Overview - What is RNA-seq?

The transcriptome is a collection of all RNA present in a cell or a population of cells at any given moment. The transcriptome is dynamic, as the levels of RNA transcripts vary during different developmental stages or in response to certain conditions.

Transcriptome sequencing or RNA-seq is a next-generation sequencing based approach to profiling and analysing RNA. This technique delivers unbiased information without the need for prior knowledge of the genome or transcriptome. Transcriptome sequencing is often the method of choice for analysis of differentially expressed genes, as well as for RNA editing and profiling of allele-specific gene expression. RNA-seq can also be used to investigate splicing patterns, splicing variants, gene isoforms, single nucleotide polymorphisms and post transcriptional modifications.

Applications - What are the advantages of RNA-Seq?

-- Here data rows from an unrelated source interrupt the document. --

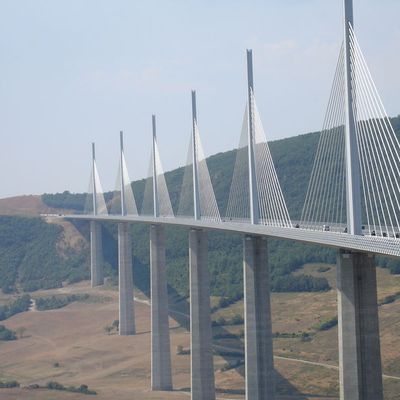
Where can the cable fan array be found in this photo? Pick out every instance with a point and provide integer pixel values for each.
(271, 203)
(95, 204)
(164, 201)
(378, 153)
(208, 204)
(325, 202)
(123, 185)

Sequencing of RNA transcripts is a beneficial method for RNA profiling because it allows for:

  • Digital gene expression (DGE) analysis – sensitive quantification of gene expression levels and transcriptional activity
  • Identification of both known and novel transcripts
  • Analysis across a wide dynamic range – detection of more differentially expressed genes with higher fold change
  • Profile the RNA transcripts of nearly any organism without the need for a reference sequence
  • Complete view of the entire transcriptome

Workflow - Methods & technologies for RNA-seq

Transcriptome sequencing begins with isolating RNA and converting this RNA into so-called complementary DNA (cDNA). Total RNA or RNA types like mRNA or small RNA can be investigated. Strand-specific or random-primed libraries can be created based on how the cDNA is synthesised. Once adapters are ligated to the cDNA fragments, the cDNA undergoes single-read or paired-end sequencing. The sequencing reads are either assembled de novo or they are aligned to a reference genome or transcriptome. The reads can be quantified to evaluate differential gene expression levels or analysed further to provide data on transcript variants and posttranscriptional modifications.

Microarray vs. RNA-seq

RNA-seq is an evolving technology, whereas microarrays are the traditional method for differential gene expression analysis. RNA-seq offers distinct advantages over hybridisation-based methods. Next-generation sequencing of transcriptomes does not rely on pre-designed primers and probes, which eliminates content bias and provides a truly genome-wide view of the transcriptome. RNA-seq provides the possibility of exploring coding and non-coding RNA with more sensitivity, higher dynamic range and with single-base resolution. NGS-based sequencing of cDNA can reveal complex regions like exon-exon junctions or sequence variations that cannot be profiled by hybridisation methods. Multiplexing capabilities and the ability to store and re-analyse data without repeated experiments render NGS of transcriptomes more cost-effective than microarrays.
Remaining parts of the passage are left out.